Brockway Connie - Sezon na Panny Młode 01 - Sezon na Panny Młode.doc

(1192 KB) Pobierz
Romans historyczny

Romans historyczny

 

 

Brockway Connie

 

Sezon Na Panny Młode

 

1

Londyn, ostatnia dekada panowania królowej Wiktorii

- Ależ jak bym mogła? - spytała lady Agatha Whyte Henriego Arnoux ściszonym głosem, aż do bólu świadoma obecności innych pasażerów w poczekalni dworca kolejowego. - Bigglesworthowie liczą na mnie. Obawiają się, że jeśli ceremonia zaślubin i uroczystości weselne nie będą wystarczająco wspaniałe, tak by mogli pokazać, ile są warci, rodzina markiza Cottona nigdy nie uzna młodziutkiej panny Bigglesworth za równą sobie.

- Ale właściwie dlaczego miałabyś się tym martwić, moja droga, kochana lady Agatho? - spytał z przejęciem monsieur Arnoux z cudownym francuskim akcentem.
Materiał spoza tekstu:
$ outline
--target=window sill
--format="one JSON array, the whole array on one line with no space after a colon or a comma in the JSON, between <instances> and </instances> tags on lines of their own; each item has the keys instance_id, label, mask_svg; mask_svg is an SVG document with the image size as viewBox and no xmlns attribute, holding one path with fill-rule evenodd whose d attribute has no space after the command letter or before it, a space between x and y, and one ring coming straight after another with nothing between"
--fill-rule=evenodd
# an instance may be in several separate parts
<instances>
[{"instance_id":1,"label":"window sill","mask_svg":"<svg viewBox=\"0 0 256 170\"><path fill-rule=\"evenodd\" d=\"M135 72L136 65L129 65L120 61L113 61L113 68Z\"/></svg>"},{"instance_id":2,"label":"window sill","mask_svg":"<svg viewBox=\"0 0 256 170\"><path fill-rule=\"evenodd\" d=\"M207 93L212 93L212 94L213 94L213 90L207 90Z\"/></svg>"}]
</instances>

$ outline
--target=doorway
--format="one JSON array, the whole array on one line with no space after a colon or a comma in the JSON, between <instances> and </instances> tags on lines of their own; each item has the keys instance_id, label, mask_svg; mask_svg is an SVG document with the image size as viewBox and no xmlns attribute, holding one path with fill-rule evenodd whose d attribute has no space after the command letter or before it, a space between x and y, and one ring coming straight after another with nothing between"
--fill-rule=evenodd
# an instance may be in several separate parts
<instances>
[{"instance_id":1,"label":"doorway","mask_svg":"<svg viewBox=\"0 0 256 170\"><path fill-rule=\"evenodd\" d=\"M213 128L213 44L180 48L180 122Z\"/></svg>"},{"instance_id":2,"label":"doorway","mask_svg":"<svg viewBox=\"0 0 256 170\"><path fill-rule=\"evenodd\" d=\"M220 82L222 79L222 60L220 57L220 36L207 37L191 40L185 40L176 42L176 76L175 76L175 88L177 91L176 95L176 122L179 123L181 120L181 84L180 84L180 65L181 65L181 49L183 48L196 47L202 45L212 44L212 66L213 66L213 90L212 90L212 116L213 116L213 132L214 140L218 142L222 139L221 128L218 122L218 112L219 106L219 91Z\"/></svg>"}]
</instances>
Lady Agatha spojrzała na niego bezradnie, próbując znaleźć sposób, by opisać swoją pozycję w towarzystwie i płynącą z niej władzę. Nieskromnie byłoby podkreślać swe zasługi, ale z drugiej strony musiała sprawić, by zrozumiał, jak jest teraz potrzebna, nieprawdaż?

A może się tylko łudzę, pomyślała z obawą, i moja rola wcale nie jest taka znaczna...

- Bigglesworthowie są przekonani, że tylko moje zaangażowanie otworzy pannie Angeli drzwi do towarzystwa. Właściwie mówią - dodała, jakby się usprawiedliwiając - że jedynym powodem, dla którego towarzystwo wybierze się na tak odległą prowincję, jak Little Bidewell, będzie fakt, że  to ja zaplanuję uroczystości weselne. Tak jak to zrobiłam dla pańskiej córki, sir. 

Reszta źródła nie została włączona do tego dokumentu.